Pat and Vivian were in the country, then. They heard people talk about this incident. There was a mob. They shouted Préval's name. Some of them took swims in the hotel pool. I've heard that some people took food off of plates. But Haitians are quite pleased that the demonstration was civil, peaceful and successful. After this incident, Préval's standing in the vote count started improving.

But in the foreign press, this was repeatedly described as an angry, violent mob. The New York Times ran the headline, "Haitian Election Protest Grows in Size and Hostility." It helped the story that UN troops were flown on to the Montana's roof by helicopter, but unfortunately Bishop Desmond Tutu didn't read his script and he refused to be airlifted out, stating instead that he wanted to talk to the protesters.

News reporters love their little anecdotes. Here's the one I hear. Once the crowd decided it was time to leave, they filed out. One protester grabbed a towel off of a chair to take as a souvenir.
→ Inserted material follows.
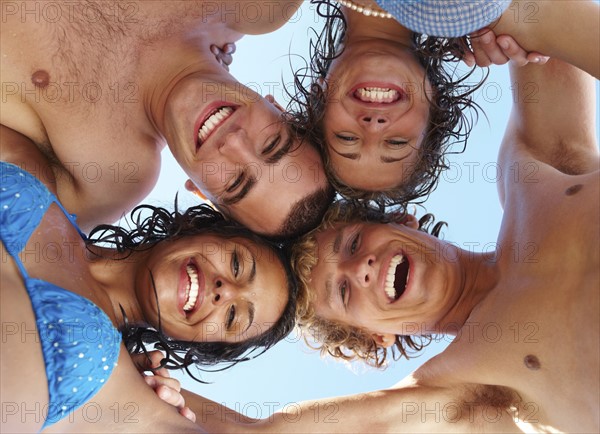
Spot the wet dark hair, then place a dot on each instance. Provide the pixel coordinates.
(449, 123)
(152, 225)
(336, 338)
Another protester confronted him: "Is that yours?" he demanded. "No," came the reply. "Then put it back!" Haitians are proud of this moment, and view it as part of the struggle to maintain democracy. Foreigners get to hear about an angry mob of black people. Surprise, surprise! That conjures up a very different impression of the event.
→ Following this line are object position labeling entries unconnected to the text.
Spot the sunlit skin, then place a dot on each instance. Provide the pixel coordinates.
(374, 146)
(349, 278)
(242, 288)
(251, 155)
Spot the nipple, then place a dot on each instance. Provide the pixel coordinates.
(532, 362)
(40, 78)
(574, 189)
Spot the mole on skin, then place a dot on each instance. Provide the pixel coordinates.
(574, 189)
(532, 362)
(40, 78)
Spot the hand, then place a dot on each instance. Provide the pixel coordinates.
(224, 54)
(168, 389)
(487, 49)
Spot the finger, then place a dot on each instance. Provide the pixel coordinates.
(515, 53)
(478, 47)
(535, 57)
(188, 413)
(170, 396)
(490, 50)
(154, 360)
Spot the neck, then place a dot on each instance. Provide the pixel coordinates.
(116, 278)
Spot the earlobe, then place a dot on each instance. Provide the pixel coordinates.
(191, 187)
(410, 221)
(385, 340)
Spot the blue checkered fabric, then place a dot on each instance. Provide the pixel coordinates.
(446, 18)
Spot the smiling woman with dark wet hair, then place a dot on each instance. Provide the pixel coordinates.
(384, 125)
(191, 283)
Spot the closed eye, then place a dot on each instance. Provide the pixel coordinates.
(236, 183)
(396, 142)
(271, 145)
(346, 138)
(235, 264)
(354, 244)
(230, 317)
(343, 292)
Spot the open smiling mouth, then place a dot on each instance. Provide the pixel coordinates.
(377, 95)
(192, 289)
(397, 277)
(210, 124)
The recent food riots were portrayed in much the same way. Last February, when there were riots over food prices, the news media made a big deal about the chaos and violence. And surely some of that must have happened: a member of MINUSTAH apparently died in the conflict. Part of the local lore, though, that I don't hear about in the North American press, is that although a lot of Haitians took part in the protests, once it became clear that a segment of the protesters intended violence and property damage, the majority of the protest disengaged. As Pat says, the news shows you lines of MINUSTAH soldiers at the front of the protest, but don't show you kids playing several metres away. It ruins the image. And the image is always of a country out-of-control.

(no subject)

Date: 2008-09-13 05:44 pm (UTC)
ext_28663: (Default)
From: [identity profile] bcholmes.livejournal.com
*nod*

As I've come to understand more about the relationship between kreyòl and French down here, it's become more and more important to me to use kreyòl spellings for things. Thus, unless I'm quoting, I tend to use "Gonayiv" or "Pòtoprens."

(no subject)

Date: 2008-09-13 07:09 pm (UTC)
redbird: closeup of me drinking tea, in a friend's kitchen (Default)
From: [personal profile] redbird
I have no argument with that, was just noting that they did it the other way. Oddly, their spellings give me some not-really-useful etymology (on portoprenz, for example), because French looks more like Spanish that kreyòl does, but I think I'm getting a better idea on pronunciation from the kreyòl spellings. On the other hand, I may be achieving certainty rather than accuracy. (I know that my French accent is abysmal, on the level of having trouble making myself understood in Montreal.)